The news: LiveRamp is positioning itself as neutral infrastructure in what CEO Scott Howe calls a coming “war for signals.”
- In an EMARKETER interview, Howe argued that the next decade of AI in advertising will hinge less on model superiority and more on access to proprietary data.
- The competitive edge, he said, will come from integrating first- and second-party signals, including CRM data, transaction histories, and customer cohorts, into AI environments.
- Howe said LiveRamp’s role is not to build the models, but to act as the connective layer that securely moves data between brands and AI endpoints.
Why it matters: As AI systems proliferate, differentiation is shifting from algorithms to inputs.
“AI doesn’t have knowledge itself,” Howe said. “It has to get its knowledge from actual humans.” Public data can train models, but proprietary signals shape outcomes.

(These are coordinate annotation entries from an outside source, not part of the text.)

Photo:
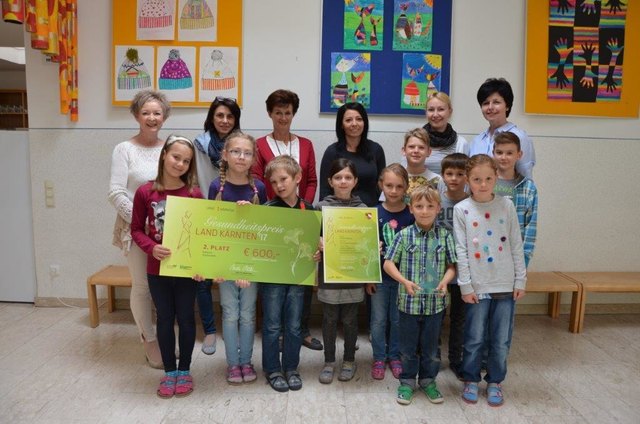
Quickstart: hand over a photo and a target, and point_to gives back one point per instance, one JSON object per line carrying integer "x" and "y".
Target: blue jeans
{"x": 174, "y": 298}
{"x": 282, "y": 304}
{"x": 205, "y": 306}
{"x": 419, "y": 332}
{"x": 488, "y": 322}
{"x": 384, "y": 308}
{"x": 238, "y": 321}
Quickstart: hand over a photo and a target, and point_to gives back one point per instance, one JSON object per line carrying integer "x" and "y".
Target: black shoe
{"x": 313, "y": 344}
{"x": 293, "y": 380}
{"x": 278, "y": 383}
{"x": 457, "y": 370}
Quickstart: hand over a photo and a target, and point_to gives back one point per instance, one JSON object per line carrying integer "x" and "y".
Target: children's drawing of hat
{"x": 175, "y": 74}
{"x": 216, "y": 74}
{"x": 133, "y": 74}
{"x": 196, "y": 14}
{"x": 155, "y": 14}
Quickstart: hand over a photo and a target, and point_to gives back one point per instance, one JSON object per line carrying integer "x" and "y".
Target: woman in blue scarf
{"x": 223, "y": 118}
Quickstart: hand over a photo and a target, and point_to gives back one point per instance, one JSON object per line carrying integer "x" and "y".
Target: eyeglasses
{"x": 238, "y": 153}
{"x": 226, "y": 99}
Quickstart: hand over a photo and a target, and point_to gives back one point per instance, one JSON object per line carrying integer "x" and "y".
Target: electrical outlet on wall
{"x": 54, "y": 271}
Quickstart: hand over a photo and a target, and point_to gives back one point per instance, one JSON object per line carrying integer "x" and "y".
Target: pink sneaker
{"x": 167, "y": 387}
{"x": 184, "y": 383}
{"x": 377, "y": 370}
{"x": 396, "y": 368}
{"x": 234, "y": 375}
{"x": 248, "y": 373}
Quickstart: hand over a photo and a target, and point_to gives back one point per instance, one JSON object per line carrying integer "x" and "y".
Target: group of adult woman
{"x": 135, "y": 161}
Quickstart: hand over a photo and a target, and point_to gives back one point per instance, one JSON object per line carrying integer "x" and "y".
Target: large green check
{"x": 351, "y": 252}
{"x": 249, "y": 242}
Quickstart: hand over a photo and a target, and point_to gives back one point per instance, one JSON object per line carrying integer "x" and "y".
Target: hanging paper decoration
{"x": 62, "y": 58}
{"x": 53, "y": 48}
{"x": 155, "y": 14}
{"x": 133, "y": 73}
{"x": 30, "y": 19}
{"x": 40, "y": 38}
{"x": 53, "y": 26}
{"x": 175, "y": 74}
{"x": 196, "y": 14}
{"x": 13, "y": 11}
{"x": 72, "y": 40}
{"x": 216, "y": 74}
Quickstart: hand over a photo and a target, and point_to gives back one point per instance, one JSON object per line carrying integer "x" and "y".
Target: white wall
{"x": 18, "y": 278}
{"x": 588, "y": 194}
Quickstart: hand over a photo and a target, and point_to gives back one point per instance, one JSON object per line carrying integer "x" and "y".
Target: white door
{"x": 17, "y": 262}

Marketer behavior supports that view. More than half of global CMOs report enriching first-party data with identity solutions, while 52% of US B2B marketers plan to invest in data unification.

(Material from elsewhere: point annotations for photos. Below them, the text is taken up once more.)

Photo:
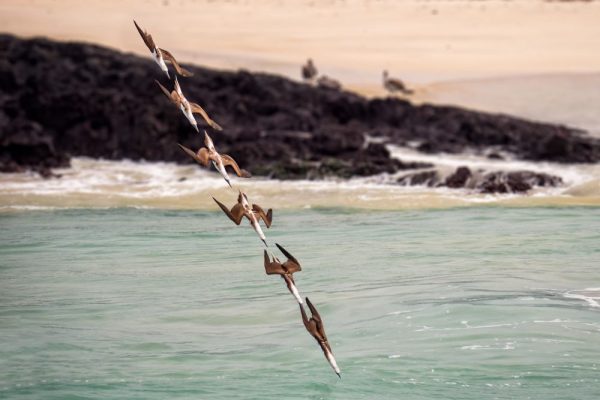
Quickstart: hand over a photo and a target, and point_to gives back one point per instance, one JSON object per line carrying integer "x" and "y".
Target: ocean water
{"x": 488, "y": 302}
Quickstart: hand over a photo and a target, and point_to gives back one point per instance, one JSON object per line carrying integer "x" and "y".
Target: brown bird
{"x": 328, "y": 83}
{"x": 254, "y": 214}
{"x": 315, "y": 327}
{"x": 286, "y": 270}
{"x": 309, "y": 71}
{"x": 159, "y": 55}
{"x": 207, "y": 154}
{"x": 188, "y": 109}
{"x": 395, "y": 85}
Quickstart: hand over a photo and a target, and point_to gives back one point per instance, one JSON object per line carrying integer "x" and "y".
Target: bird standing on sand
{"x": 188, "y": 109}
{"x": 219, "y": 161}
{"x": 395, "y": 85}
{"x": 159, "y": 55}
{"x": 329, "y": 83}
{"x": 254, "y": 213}
{"x": 314, "y": 326}
{"x": 309, "y": 71}
{"x": 286, "y": 270}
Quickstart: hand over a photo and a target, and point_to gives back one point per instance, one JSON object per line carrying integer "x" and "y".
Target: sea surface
{"x": 479, "y": 302}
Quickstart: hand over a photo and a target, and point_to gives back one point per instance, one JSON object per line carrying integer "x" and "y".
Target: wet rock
{"x": 459, "y": 178}
{"x": 427, "y": 178}
{"x": 515, "y": 182}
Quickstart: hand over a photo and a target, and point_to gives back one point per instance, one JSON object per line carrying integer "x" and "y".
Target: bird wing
{"x": 305, "y": 320}
{"x": 172, "y": 96}
{"x": 227, "y": 160}
{"x": 319, "y": 322}
{"x": 146, "y": 37}
{"x": 272, "y": 267}
{"x": 236, "y": 213}
{"x": 180, "y": 70}
{"x": 261, "y": 213}
{"x": 196, "y": 109}
{"x": 201, "y": 157}
{"x": 292, "y": 265}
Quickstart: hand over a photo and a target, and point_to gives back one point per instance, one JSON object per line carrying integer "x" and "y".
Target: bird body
{"x": 161, "y": 55}
{"x": 187, "y": 108}
{"x": 209, "y": 154}
{"x": 329, "y": 83}
{"x": 309, "y": 71}
{"x": 395, "y": 85}
{"x": 253, "y": 213}
{"x": 285, "y": 270}
{"x": 315, "y": 327}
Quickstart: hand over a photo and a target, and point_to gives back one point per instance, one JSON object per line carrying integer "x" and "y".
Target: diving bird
{"x": 188, "y": 109}
{"x": 395, "y": 85}
{"x": 254, "y": 214}
{"x": 286, "y": 270}
{"x": 160, "y": 55}
{"x": 309, "y": 71}
{"x": 209, "y": 154}
{"x": 314, "y": 326}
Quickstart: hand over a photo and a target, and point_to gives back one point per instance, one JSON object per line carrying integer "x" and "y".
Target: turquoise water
{"x": 472, "y": 303}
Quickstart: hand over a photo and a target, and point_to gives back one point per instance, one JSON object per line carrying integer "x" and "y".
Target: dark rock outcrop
{"x": 70, "y": 99}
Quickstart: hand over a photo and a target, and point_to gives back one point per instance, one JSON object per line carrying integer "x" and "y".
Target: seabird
{"x": 395, "y": 85}
{"x": 314, "y": 326}
{"x": 160, "y": 55}
{"x": 188, "y": 109}
{"x": 207, "y": 154}
{"x": 254, "y": 214}
{"x": 286, "y": 270}
{"x": 309, "y": 71}
{"x": 326, "y": 82}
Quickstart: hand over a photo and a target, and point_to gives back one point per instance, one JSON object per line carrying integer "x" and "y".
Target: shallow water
{"x": 464, "y": 303}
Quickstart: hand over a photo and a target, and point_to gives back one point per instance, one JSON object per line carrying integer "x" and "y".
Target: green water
{"x": 470, "y": 303}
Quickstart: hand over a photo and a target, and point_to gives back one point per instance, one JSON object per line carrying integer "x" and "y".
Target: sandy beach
{"x": 420, "y": 41}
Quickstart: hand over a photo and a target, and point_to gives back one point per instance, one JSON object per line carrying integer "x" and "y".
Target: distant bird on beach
{"x": 160, "y": 55}
{"x": 395, "y": 85}
{"x": 286, "y": 270}
{"x": 188, "y": 109}
{"x": 207, "y": 154}
{"x": 315, "y": 327}
{"x": 309, "y": 71}
{"x": 329, "y": 83}
{"x": 254, "y": 214}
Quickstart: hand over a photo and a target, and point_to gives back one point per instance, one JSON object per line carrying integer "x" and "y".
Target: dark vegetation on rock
{"x": 59, "y": 100}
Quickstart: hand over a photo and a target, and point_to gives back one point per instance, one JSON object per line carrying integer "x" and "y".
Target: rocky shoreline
{"x": 59, "y": 100}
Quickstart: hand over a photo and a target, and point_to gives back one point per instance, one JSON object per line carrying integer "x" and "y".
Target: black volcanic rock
{"x": 459, "y": 178}
{"x": 70, "y": 99}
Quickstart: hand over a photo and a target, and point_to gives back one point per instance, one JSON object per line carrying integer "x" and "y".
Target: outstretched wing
{"x": 227, "y": 160}
{"x": 305, "y": 319}
{"x": 196, "y": 109}
{"x": 146, "y": 37}
{"x": 180, "y": 70}
{"x": 236, "y": 213}
{"x": 317, "y": 318}
{"x": 201, "y": 157}
{"x": 261, "y": 213}
{"x": 272, "y": 267}
{"x": 292, "y": 265}
{"x": 166, "y": 92}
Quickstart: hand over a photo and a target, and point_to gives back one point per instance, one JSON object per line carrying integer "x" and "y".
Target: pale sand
{"x": 420, "y": 41}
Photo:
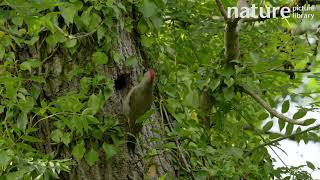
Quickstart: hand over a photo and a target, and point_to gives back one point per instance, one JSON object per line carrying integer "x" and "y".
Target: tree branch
{"x": 10, "y": 33}
{"x": 296, "y": 3}
{"x": 222, "y": 10}
{"x": 284, "y": 137}
{"x": 305, "y": 70}
{"x": 267, "y": 107}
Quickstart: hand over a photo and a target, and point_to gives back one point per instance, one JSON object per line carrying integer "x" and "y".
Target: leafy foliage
{"x": 200, "y": 97}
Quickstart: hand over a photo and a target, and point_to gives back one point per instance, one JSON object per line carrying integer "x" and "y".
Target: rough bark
{"x": 121, "y": 166}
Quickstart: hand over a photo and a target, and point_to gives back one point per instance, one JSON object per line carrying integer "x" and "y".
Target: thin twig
{"x": 267, "y": 107}
{"x": 10, "y": 33}
{"x": 52, "y": 115}
{"x": 54, "y": 50}
{"x": 78, "y": 35}
{"x": 284, "y": 137}
{"x": 222, "y": 10}
{"x": 296, "y": 3}
{"x": 177, "y": 142}
{"x": 305, "y": 70}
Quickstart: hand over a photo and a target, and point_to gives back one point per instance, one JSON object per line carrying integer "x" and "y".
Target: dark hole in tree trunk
{"x": 121, "y": 81}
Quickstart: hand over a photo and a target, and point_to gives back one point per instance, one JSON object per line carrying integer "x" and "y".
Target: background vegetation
{"x": 66, "y": 64}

In that environment, infrastructure providers are positioning themselves around data connectivity rather than model-building. LiveRamp’s clean room tools, for example, are designed to help brands combine first-, second-, and third-party data and activate it across search, commerce, and emerging AI interfaces. Howe argued that AI-driven workflows can compress tasks like audience segmentation from weeks to near real time, though the practical impact will depend on integration depth and governance constraints inside large organizations.